Having a good meal in Paris is easy if you're willing to spend loads of money. For me, the challenge was having an amazing meal for under 90€ a person. This was easily achieved at L'Argume. The food and the staff and the friendliness of everyone in the restaurant on this particular Saturday made this a meal to remember.

Wednesday, June 2, 2010

L'As Du Fallafel, Paris

What makes a good sandwich? I believe it to be a combination of personal attachments, the contents, and the environment. Personal attachments might be an odd criterion for some people, but think of the popularity of peanut butter & jam; for most people it is a memory that brings us back to a certain time. My personal attachments to falafel sandwiches go back decades as my sister would sometimes bring me one when she picked me up after school. For me, L'As Du Falafel automatically has this one point in its favour.

The contents of a the falafel sandwich are good - good falafel balls that are crispy on the outside and fluffy on the inside. They are not in the least bit dry. More importantly, they have a reputation of consistently good falafel balls. The pita was soft; the pickled cabbages were also of good quality and quite delicious on their own. What really made the sandwich for me was the addition of 2 slices of marinated eggplant; enough for an eggplant lover, yet not obtrusive for those who hate the vegetable (at our tasting, there was 1 of each). Also, the sauces were good.

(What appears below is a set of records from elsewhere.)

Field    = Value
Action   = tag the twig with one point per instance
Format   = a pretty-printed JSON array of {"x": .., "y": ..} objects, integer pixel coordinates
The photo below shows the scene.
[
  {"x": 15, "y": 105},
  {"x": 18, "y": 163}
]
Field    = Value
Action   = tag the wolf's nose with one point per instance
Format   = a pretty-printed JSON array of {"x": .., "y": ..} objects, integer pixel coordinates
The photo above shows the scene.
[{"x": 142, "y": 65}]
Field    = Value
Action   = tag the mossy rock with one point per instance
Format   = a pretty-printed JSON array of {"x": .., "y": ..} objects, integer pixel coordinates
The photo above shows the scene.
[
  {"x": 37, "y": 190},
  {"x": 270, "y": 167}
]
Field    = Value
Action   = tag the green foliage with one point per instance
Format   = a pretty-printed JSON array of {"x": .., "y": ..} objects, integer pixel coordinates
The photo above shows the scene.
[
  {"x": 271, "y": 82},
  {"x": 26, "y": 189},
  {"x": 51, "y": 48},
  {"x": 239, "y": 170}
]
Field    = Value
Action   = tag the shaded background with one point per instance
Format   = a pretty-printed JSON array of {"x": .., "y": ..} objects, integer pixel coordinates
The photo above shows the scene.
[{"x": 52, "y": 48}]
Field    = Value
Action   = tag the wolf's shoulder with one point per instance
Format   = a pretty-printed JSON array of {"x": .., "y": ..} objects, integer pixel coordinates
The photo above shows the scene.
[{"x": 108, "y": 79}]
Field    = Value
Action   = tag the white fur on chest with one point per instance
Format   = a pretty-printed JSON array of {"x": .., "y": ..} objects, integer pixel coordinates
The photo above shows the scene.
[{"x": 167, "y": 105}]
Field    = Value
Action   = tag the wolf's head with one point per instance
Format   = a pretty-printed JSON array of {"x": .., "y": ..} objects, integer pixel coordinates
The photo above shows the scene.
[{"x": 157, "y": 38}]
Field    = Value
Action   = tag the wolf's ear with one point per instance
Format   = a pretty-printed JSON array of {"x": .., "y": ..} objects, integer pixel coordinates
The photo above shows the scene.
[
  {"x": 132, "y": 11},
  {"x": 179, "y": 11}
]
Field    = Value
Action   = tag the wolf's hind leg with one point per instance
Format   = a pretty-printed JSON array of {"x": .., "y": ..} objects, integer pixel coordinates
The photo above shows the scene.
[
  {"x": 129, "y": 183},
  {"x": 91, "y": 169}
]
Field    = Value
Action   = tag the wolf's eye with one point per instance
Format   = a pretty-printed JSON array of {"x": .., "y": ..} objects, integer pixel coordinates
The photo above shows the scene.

Ordering a falafel at L'As Du Fallafel is no mean feat. Many people get the €2 discount by ordering it at the counter & eating their sandwich, which comes with a plastic fork, on the street. This involves patience as well as a strict adherence to procedure. We went inside, and were treated fairly well for such a busy sandwich bar. The place is busy, it's loud and it seems as though the staff move in fast-forward.

The three components of L'As du Fallafel are firmly in place. However, when we bit into our sandwiches, we expected the "Wow, that's a sandwich!" moment. This moment never really came. It was a good sandwich, beyond a doubt, but it suffers under one additional element: hype and expectation. There's not a sandwich in the world that can live up to the expectation of being the best sandwich in the world.